Link to an aggregate: reference or Id?

March 8, 2016

In this post, I write about 2 ways of representing a link to an aggregate.

A relationship between aggregates

When it comes to encoding a relationship that goes from one aggregate to another, you basically have two choices: either use the identifier of the latter or the aggregate class itself. So for example, if you have two classes - Order and Customer - you may depict a relation between them in the following way:

public class Order // Root of its own aggregate
{
    public int Id { get; private set; }
    public int CustomerId { get; private set; } // Reference to a customer
    public DateTime DateOrdered { get; private set; }
}
 
public class Customer // Root of its own aggregate
{
    public int Id { get; private set; }
    public string Name { get; private set; }
}

Here, the relation between Order and Customer is represented using the CustomerId property.

You can make a step further and apply the Identity pattern - depict each identifier with a custom type, like this:

public class CustomerId
{
    public int Id { get; private set; }
 
    protected CustomerId(int id)
    {
        Id = id;
    }
}
 
public class Order
{
    public int Id { get; private set; }
    public CustomerId CustomerId { get; private set; } // Reference to a customer
    public DateTime DateOrdered { get; private set; }
}
 
public class Customer
{
    public CustomerId Id { get; private set; }
    public string Name { get; private set; }
}

This gives a nice strongly-typed notation which is a good thing as it allows you to avoid primitive obsession. That is the approach Vaughn Vernon proposes in his Modeling Aggregates with DDD and Entity Framework article.

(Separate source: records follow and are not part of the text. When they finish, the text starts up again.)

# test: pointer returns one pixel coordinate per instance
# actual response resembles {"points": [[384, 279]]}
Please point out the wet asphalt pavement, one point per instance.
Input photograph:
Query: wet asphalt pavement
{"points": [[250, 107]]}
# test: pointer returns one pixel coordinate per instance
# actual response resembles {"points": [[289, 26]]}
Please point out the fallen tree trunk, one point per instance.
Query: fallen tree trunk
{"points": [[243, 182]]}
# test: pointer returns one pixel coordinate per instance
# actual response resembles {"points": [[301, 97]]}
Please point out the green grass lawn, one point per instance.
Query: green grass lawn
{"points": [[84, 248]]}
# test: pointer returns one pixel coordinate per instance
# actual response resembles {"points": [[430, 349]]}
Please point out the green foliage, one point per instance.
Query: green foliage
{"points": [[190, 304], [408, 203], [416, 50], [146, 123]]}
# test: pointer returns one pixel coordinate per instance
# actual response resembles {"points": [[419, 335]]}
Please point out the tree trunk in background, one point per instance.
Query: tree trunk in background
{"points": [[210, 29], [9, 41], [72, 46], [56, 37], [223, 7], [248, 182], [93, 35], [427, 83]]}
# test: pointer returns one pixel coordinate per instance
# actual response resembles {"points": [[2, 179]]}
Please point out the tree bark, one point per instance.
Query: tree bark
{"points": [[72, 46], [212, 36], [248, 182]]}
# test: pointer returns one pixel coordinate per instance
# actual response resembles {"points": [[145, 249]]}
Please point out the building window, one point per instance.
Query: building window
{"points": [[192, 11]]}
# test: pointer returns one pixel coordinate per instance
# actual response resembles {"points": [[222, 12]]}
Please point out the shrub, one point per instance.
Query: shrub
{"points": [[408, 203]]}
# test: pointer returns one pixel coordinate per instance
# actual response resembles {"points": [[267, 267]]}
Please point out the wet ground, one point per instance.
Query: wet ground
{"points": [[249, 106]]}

The other way of representing a connection from one entity to another is to keep a link to the whole aggregate:

public class Order
{
    public int Id { get; private set; }
    public Customer Customer { get; private set; }
    public DateTime DateOrdered { get; private set; }
}
 
public class Customer
{
    public int Id { get; private set; }
    public string Name { get; private set; }
}

In this version, the entities don’t contain any identifiers except their own Ids.

Link to an aggregate: reference or Id?

So, what approach to choose? Should entities have a reference to the aggregates they are related to or should they just keep an identifier instead? To answer this question, we need to refer to the principle of Persistence Ignorance.

Persistence Ignorance holds that you should separate your domain model from the underlying persistence storage. Classes that you use for modeling your business domain shouldn’t be impacted by how they are stored in the database. Ideally, their design should be as close as possible to the design needed to solve the problem at hand, without taking into consideration persistence concerns.

The best way to check whether or not you follow this principle is to compare your current design with the design you might have ended up with in the case when saving and retrieval of your domain objects is not an issue. So basically just think about how you would solve the exact same problem should you forgo the persistence concerns altogether.

Would you still use identifiers? Probably not. Indeed, why would you if all the objects you work with reside in the memory?

And that is exactly the reason why you should prefer using a reference to the related entity itself instead of its identifier by default. Ids are a leaking abstraction which we must deal with because of the necessity to persist entities in a backing store. A direct link to an entity from another entity represents a relationship between them is the exact way we would be representing it in an OOP language with no database involved, and that is something we should aim for if we want to create a highly isolated, persistence ignorant domain model. Fortunately, with such ORMs as NHibernate and Entity Framework, it’s really easy to implement, thanks to lazy loading.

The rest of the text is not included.